Public defender on agenda
Commissioners get guidelines
Lexington—The Dawson County Commissioners heard information at their meeting Friday about the selection of a public defender as recommended by the American Civil Liberties Union.
ACLU officials questioned county officials in March about public defenders in Dawson County not adhering to American Bar standards.
According to two Lexington attorneys, the ACLU is impressed with the steps the commissioners have taken so far.
Those attorneys, Dave Smith and Brian Davis, were appointed to help guide commissioners in finding qualified applicants, making sure those individuals submitted proper information and examining job expectations.
Nebraska attorneys Alan Jensen, Kenneth Harbison, and Patrick Oman have applied for full-time public defender position for the county. He or she would be assisted by an elected deputy or deputies.

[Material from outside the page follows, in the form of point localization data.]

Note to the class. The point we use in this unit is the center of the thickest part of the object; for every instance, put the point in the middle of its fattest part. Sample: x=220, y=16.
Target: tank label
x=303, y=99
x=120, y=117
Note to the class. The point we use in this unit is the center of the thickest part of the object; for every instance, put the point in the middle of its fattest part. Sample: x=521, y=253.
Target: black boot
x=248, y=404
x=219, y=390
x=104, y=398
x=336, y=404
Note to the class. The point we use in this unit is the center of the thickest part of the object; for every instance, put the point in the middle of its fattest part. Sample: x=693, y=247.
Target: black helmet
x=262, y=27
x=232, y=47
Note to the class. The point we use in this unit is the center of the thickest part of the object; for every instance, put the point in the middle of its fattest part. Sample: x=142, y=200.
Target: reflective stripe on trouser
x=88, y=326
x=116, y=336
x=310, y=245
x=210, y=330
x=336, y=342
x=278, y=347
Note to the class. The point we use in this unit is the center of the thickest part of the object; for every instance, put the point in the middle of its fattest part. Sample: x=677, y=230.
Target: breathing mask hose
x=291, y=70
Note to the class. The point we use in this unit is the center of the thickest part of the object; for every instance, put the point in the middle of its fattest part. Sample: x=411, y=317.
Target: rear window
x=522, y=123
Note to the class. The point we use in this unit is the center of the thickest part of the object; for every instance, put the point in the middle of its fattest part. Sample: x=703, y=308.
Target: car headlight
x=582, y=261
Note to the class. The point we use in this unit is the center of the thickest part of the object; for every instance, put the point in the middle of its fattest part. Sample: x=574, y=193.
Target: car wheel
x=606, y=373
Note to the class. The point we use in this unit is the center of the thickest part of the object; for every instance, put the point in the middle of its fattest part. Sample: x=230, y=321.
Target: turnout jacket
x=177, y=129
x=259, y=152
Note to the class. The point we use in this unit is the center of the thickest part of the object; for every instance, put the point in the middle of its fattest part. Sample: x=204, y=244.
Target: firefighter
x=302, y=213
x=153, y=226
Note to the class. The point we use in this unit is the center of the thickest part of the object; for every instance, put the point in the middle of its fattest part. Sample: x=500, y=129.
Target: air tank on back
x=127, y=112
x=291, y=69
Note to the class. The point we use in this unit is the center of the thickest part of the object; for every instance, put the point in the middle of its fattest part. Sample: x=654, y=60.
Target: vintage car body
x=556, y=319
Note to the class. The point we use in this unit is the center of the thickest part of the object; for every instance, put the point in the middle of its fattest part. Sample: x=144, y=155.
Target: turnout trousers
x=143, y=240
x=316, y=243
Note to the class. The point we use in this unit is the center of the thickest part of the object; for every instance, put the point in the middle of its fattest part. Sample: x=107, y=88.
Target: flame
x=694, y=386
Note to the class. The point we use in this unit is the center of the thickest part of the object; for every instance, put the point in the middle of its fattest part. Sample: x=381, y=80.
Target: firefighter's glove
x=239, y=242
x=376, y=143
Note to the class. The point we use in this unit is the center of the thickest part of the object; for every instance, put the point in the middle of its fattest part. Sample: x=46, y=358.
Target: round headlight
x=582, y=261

The Lexington attorneys recommended that the public defender be appointed rather than elected as has been the case.
“The problem with electing a public defender is that in the third and fourth year of their term, they begin focusing on re-election instead of on the criminal case load,” Smith said.
Commissioners also heard that the National Advisory Commision on Criminal Justice Standards (NAC) trimmed back its standards to fit the budget of Dawson County.
For instance, NAC officials said no more than 150 felonies per year should be handled per full-time attorney. In 2012, records show that felony cases handled by public defenders in Dawson County nearly doubled the NAC standard.
Commissioners P.J. Jacobsen and Bill Stewart are working with county clerk Karla Zlatkovsky to recommend a public defender to the rest of the board.
They will interview applicants before the next commissioner meeting June 20 and try to bring a recommendation at that time.